Changing order of integration for a double integral

[JFo]

I'm reading through a proof (the full theorem statement is at the bottom of the post) in a book on probability and I'm having trouble following a line in the proof. The line reads as follows:

$$\int_{0}^{\infty} \int_{x:g(x)>y} f(x) dx dy = \int_{x:g(x)>0} \int_{0}^{g(x)} dy f(x) dx$$

Where g(x) is a nonnegative function and f(x) is a probability density function for a continuous random variable X. So all that's happened in this line is that they switched the order of integration, and the part I'm having trouble with is changing the limits of integration from the left hand side to the new limits on the right hand side. The only way I know how to determine the new limits is to draw out the region of integration in the x-y plane and determine the end-points but I keep coming up with something different.

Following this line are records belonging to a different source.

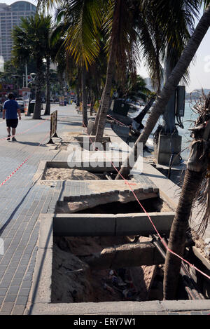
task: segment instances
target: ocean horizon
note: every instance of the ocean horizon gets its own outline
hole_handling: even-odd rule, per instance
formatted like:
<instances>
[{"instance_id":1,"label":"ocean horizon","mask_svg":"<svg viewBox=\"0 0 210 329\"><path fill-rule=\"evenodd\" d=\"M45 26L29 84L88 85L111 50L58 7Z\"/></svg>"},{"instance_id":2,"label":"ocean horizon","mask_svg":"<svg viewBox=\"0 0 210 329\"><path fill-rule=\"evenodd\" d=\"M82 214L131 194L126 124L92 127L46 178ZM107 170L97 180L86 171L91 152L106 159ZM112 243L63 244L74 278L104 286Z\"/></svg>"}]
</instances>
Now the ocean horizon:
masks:
<instances>
[{"instance_id":1,"label":"ocean horizon","mask_svg":"<svg viewBox=\"0 0 210 329\"><path fill-rule=\"evenodd\" d=\"M188 160L190 154L190 142L192 141L192 138L190 137L190 131L188 130L191 126L193 126L194 123L193 122L197 119L198 117L198 114L196 114L193 110L192 109L192 107L193 106L193 103L191 104L191 102L189 100L186 100L185 102L185 115L183 118L181 118L181 121L183 123L184 128L182 129L178 126L176 126L178 128L178 135L180 135L182 137L182 142L181 142L181 156L183 161ZM129 116L131 118L134 118L137 116L137 115L142 111L143 107L139 108L139 110L130 113ZM144 120L142 121L142 123L144 125L146 124L147 118L148 116L148 114L146 114L145 117L144 118ZM148 140L148 145L150 147L153 146L153 134L155 132L156 129L158 128L159 124L162 124L162 117L161 116L158 122L157 123L155 128L153 129L153 131L152 134L150 136L149 140Z\"/></svg>"}]
</instances>

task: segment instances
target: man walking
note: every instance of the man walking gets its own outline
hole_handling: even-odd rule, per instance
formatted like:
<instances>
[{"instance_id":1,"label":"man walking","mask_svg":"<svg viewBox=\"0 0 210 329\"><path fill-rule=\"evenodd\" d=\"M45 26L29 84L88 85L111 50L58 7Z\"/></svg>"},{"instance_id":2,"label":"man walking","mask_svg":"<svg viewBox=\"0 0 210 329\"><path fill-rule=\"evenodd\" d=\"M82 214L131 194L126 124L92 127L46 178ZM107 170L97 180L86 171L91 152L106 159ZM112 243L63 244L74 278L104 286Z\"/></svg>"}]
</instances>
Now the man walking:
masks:
<instances>
[{"instance_id":1,"label":"man walking","mask_svg":"<svg viewBox=\"0 0 210 329\"><path fill-rule=\"evenodd\" d=\"M21 120L20 110L18 102L15 100L15 95L13 93L10 93L8 94L8 100L4 102L4 104L2 119L5 119L6 112L6 122L8 131L7 140L10 140L10 130L12 128L12 140L15 141L16 139L15 137L15 135L18 123L18 112L19 120Z\"/></svg>"}]
</instances>

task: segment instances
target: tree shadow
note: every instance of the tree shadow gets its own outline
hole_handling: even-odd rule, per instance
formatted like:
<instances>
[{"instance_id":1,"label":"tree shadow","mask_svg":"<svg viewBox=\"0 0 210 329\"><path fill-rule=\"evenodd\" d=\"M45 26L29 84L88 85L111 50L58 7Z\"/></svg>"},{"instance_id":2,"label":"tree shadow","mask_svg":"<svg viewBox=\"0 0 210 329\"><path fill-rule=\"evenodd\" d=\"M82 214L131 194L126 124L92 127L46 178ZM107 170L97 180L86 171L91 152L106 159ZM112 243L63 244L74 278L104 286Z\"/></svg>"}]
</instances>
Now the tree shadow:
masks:
<instances>
[{"instance_id":1,"label":"tree shadow","mask_svg":"<svg viewBox=\"0 0 210 329\"><path fill-rule=\"evenodd\" d=\"M41 147L46 147L46 145L44 145L44 144L40 144L38 142L20 142L19 140L17 140L18 143L19 144L24 144L26 145L29 145L29 146L41 146Z\"/></svg>"}]
</instances>

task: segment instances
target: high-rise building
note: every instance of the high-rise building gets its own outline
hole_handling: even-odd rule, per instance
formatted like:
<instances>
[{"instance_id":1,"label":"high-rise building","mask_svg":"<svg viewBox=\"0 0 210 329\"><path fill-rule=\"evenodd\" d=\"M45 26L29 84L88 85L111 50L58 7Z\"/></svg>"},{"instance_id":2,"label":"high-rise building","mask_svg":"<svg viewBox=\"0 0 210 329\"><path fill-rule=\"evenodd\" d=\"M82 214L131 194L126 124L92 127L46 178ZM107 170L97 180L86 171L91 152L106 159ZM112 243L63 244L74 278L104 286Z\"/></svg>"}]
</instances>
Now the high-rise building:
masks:
<instances>
[{"instance_id":1,"label":"high-rise building","mask_svg":"<svg viewBox=\"0 0 210 329\"><path fill-rule=\"evenodd\" d=\"M16 1L9 6L0 4L0 56L4 62L11 58L13 27L20 25L22 17L34 15L36 10L36 6L28 1Z\"/></svg>"}]
</instances>

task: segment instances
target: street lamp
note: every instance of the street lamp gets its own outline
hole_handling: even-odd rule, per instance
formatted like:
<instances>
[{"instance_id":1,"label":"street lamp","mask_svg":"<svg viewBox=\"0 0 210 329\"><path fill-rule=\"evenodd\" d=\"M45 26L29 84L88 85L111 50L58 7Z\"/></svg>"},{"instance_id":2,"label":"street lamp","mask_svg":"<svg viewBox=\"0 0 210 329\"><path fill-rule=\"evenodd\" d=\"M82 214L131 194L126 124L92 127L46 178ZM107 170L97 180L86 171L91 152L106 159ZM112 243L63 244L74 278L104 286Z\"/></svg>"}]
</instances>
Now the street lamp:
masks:
<instances>
[{"instance_id":1,"label":"street lamp","mask_svg":"<svg viewBox=\"0 0 210 329\"><path fill-rule=\"evenodd\" d=\"M33 95L32 95L32 92L33 92L32 85L33 85L34 82L36 82L36 73L30 73L30 76L31 77L31 81L28 83L28 85L29 85L29 83L31 83L31 96L33 96ZM33 99L33 97L32 97L32 99Z\"/></svg>"}]
</instances>

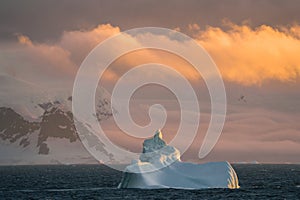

In case anyone is wondering, the proof comes from the book "A first course in Probability" by Sheldon Ross (5th edition), and is proving the following fact about the expectation of a function of a continuous random variable X with probability density function f(x):

$$E[g(X)] = \int_{-\infty}^{\infty}g(x)f(x)dx$$

The book only proves it in the case that g(x) is nonnegative

Thanks much in advance!

PS - Apologies if this is in the wrong forum, I felt this was more of a calculus question than a probability question, but please feel free to move it if you think it's better off somewhere else.

 

[JFo]

Nevermind, it just hit me.

If R is the region of integration then
R = {(x,y)| g(x)>y and y>=0}, or more compactly R = {(x,y)| 0<=y< g(x)}

Which of course is just the area below the graph of g(x) and above the x-axis (g is assumed non negative) eliminating the points where g(x)=0.